Intrinsically motivated RL
- The agent described in the paper is different from usual RL applications because it has a “knowledge base of skills that it learns using intrinsic rewards.”
- Only “primitive” skills are initially available to the agent; over time, internally represented options and their models become available as action choices.
- concept-question Is this by design or an emergent result?
- The agent has hardwired preferences for “salient” events in its environment, which are independent of any single task or environment.
- Intrinsic reward for salient events is proportional to the error in the prediction of the salient event according to the event’s learned option model.
- This simulates how dopamine neurons have a larger response to novelty (“surprised”).
- The knowledge base maintains “structures” to learn that an option will lead to a salient event, as well as structures to learn to create an option model.
- Notice that these are structures for learning!
Playroom domain: Empirical results
- Each encounter with a salient event initiates option and option model learning for that salient event.

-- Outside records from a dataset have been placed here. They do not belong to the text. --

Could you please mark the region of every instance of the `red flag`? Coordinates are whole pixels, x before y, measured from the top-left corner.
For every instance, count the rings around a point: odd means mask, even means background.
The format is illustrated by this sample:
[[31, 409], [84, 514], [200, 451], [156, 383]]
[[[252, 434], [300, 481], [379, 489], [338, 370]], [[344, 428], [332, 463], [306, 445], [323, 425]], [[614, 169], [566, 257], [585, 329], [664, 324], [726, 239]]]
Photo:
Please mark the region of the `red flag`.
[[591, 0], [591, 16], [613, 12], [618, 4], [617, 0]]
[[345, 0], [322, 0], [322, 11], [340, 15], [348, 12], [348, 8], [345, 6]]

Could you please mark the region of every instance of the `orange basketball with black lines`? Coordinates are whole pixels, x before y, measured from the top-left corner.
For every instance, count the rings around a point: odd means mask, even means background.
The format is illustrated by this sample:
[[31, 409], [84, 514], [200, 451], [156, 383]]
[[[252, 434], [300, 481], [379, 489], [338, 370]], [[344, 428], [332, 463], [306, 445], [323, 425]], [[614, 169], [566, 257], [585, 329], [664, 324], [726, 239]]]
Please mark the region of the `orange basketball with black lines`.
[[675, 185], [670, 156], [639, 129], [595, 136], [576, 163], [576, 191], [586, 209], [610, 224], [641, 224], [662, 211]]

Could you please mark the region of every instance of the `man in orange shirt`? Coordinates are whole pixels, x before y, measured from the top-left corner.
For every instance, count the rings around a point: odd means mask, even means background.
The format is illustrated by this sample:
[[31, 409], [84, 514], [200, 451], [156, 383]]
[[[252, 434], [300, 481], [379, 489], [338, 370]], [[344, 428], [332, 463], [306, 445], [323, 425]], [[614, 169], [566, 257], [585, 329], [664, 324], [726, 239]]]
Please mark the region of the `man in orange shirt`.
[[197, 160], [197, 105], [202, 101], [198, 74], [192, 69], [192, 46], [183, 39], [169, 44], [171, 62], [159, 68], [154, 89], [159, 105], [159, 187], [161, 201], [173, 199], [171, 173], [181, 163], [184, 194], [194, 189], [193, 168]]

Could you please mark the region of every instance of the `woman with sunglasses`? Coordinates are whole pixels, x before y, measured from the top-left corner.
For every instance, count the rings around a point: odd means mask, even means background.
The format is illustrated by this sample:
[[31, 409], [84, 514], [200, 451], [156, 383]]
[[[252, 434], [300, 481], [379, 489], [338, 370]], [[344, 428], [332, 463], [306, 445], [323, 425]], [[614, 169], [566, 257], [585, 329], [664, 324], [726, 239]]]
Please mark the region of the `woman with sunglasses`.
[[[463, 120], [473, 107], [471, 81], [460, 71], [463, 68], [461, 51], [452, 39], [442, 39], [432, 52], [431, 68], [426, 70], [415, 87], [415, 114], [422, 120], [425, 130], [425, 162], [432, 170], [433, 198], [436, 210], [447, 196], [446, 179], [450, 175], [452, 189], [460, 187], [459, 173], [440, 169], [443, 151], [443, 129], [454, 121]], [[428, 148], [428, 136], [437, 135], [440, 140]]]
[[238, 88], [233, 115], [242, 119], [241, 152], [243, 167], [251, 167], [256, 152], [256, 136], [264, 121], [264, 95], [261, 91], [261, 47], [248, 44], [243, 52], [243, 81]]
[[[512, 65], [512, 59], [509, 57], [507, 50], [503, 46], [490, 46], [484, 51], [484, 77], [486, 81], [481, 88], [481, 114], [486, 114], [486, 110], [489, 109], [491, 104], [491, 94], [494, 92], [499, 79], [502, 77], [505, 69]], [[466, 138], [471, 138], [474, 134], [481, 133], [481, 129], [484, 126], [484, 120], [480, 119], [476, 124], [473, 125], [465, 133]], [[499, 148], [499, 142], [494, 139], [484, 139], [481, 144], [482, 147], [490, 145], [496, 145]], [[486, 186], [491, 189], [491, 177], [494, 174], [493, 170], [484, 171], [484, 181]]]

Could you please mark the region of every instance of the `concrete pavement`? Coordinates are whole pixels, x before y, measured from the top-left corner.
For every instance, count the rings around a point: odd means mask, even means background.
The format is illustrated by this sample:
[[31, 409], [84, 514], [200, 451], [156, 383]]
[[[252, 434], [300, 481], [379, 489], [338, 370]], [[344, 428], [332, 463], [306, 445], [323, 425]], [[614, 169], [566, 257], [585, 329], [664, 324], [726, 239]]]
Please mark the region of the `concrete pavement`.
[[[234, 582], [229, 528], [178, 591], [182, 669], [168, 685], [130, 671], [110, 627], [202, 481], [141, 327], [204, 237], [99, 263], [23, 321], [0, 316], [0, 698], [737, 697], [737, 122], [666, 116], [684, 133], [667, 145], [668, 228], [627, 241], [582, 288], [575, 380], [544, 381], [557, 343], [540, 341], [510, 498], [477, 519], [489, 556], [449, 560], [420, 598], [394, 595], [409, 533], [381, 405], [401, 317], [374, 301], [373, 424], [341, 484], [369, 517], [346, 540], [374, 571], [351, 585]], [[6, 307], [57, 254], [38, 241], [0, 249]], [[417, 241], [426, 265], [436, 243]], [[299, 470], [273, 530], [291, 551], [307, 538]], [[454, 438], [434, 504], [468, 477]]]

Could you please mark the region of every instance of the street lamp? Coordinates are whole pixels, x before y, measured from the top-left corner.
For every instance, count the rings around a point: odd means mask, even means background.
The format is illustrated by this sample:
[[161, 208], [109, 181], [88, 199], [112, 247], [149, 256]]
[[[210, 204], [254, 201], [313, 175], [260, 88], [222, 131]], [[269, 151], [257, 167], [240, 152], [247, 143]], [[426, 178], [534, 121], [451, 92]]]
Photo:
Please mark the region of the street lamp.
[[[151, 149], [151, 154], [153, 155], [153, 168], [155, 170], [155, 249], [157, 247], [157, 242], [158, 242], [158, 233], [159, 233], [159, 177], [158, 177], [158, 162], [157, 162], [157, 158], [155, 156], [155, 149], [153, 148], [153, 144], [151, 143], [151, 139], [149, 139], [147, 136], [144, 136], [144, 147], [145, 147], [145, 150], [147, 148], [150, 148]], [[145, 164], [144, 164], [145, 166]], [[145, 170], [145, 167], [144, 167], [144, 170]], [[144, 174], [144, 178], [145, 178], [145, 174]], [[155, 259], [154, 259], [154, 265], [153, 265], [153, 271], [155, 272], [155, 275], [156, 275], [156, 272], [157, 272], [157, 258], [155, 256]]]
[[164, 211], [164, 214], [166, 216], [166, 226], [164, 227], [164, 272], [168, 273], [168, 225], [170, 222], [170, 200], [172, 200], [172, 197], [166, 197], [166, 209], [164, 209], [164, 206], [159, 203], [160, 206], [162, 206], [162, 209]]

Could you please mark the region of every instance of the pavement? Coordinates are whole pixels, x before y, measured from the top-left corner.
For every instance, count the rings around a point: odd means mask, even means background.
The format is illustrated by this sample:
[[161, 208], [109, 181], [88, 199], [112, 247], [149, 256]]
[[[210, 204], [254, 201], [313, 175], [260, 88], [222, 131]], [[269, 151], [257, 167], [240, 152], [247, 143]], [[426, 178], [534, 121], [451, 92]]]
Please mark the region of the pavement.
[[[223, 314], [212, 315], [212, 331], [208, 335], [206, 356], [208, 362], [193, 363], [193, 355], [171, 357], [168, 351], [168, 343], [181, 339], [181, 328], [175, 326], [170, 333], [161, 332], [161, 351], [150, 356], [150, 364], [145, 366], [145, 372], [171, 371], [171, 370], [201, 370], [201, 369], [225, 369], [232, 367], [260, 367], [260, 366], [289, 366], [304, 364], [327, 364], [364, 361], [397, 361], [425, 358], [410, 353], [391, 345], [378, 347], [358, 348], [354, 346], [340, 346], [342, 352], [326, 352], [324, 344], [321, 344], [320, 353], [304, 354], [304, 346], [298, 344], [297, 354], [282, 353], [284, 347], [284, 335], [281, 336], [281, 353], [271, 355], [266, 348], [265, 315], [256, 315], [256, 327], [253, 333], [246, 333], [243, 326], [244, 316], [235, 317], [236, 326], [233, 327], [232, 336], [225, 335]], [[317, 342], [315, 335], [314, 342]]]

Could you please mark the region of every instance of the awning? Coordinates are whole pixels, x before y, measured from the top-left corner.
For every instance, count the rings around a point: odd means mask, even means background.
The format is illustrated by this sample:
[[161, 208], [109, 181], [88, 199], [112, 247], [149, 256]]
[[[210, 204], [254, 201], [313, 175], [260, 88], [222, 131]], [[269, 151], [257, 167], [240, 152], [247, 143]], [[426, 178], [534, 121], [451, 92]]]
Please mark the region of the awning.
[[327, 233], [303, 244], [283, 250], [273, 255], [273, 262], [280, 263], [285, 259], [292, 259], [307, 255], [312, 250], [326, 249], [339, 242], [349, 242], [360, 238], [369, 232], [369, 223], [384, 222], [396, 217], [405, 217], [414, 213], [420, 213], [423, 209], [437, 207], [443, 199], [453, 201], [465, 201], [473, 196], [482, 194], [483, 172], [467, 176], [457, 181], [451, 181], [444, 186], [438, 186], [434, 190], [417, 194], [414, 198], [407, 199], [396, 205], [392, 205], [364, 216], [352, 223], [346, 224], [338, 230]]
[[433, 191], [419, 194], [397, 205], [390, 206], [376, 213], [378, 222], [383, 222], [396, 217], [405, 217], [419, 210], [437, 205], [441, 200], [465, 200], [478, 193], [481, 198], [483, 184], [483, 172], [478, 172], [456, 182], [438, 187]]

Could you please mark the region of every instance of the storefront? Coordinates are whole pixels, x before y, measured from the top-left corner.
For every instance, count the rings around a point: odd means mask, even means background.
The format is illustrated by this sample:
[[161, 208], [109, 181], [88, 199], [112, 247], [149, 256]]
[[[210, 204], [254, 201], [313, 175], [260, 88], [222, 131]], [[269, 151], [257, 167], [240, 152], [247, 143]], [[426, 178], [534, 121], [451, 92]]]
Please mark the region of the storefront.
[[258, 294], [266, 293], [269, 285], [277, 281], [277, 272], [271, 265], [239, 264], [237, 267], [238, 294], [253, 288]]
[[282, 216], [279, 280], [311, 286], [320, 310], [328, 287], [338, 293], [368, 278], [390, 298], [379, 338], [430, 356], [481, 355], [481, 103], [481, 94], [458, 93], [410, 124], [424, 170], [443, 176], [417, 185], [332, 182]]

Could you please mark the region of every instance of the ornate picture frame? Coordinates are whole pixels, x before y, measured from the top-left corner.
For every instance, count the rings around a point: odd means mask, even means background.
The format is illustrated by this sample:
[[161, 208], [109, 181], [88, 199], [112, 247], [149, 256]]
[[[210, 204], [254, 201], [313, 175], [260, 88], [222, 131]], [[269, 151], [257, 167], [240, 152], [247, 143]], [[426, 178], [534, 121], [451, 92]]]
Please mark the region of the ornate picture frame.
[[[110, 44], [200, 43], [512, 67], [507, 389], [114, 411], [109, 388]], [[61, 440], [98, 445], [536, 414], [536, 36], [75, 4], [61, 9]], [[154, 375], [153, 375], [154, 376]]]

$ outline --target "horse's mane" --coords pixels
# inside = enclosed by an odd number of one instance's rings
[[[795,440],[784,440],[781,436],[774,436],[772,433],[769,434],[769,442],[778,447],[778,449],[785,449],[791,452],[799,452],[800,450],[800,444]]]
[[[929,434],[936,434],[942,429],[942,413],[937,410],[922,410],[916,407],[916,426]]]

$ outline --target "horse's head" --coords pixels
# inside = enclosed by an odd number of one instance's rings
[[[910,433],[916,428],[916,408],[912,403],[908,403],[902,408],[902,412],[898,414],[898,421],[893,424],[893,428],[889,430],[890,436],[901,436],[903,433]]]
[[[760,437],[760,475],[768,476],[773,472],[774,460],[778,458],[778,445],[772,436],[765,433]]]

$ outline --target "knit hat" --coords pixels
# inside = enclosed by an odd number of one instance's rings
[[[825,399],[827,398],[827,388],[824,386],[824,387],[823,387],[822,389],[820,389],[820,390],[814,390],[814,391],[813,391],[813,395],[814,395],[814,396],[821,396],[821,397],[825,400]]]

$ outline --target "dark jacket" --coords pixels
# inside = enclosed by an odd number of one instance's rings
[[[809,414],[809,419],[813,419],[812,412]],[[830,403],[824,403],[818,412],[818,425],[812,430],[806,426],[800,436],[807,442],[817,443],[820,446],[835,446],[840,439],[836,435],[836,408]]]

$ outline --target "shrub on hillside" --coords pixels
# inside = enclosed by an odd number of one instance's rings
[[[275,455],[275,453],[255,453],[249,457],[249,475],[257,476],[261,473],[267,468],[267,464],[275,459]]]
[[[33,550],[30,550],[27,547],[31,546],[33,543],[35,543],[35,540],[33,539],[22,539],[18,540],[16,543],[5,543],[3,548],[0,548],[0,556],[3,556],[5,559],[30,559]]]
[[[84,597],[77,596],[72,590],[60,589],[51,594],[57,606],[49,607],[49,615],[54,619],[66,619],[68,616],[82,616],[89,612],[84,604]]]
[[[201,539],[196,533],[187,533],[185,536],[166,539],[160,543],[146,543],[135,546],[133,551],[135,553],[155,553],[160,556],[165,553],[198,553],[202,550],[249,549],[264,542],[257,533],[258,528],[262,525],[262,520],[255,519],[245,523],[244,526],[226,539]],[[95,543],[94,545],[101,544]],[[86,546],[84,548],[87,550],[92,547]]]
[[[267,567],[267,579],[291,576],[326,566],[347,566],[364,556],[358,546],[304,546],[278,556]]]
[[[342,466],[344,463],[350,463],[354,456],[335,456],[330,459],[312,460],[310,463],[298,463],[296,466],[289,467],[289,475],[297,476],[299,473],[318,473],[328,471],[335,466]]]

- Throughout agent-environment interactions, all the options initiated so far are simultaneously updated using intra-option learning.
- In particular, the intrinsic reward is used to update the behavior action value function (using a combination of Q-learning and SMDP planning).
- The updated function causes the agent to repeatedly attempt to achieve the salient event.
- During the agent’s attempts, learning improves both its policy for attempting to achieve the event and the option model that predicts the event.
- As option policy and option model improve, the intrinsic reward diminishes and the agent gets “bored” with the salient event.
- When the agent encounters the salient event in a state that it has not encountered before, it generates intrinsic reward again (“surprised”).
- Observations from results figures:
- Salient events that are simpler to achieve occur earlier in time; the skill of achieving simpler events automatically happens earlier.
- More complex skills are learned quickly once the required sub-skills are learned.
- “An agent having a collection of skills learned through intrinsic reward can learn a wide variety of extrinsically rewarded tasks more easily than an agent lacking these skills.”
Discussion
- Intrinsic reward being generated by “salient events” is just one of the simplest forms of intrinsic motivation.
- Authors plan to look to psychology, statistics, and neuroscience literature for what other forms of exploration and manipulation are “interesting.”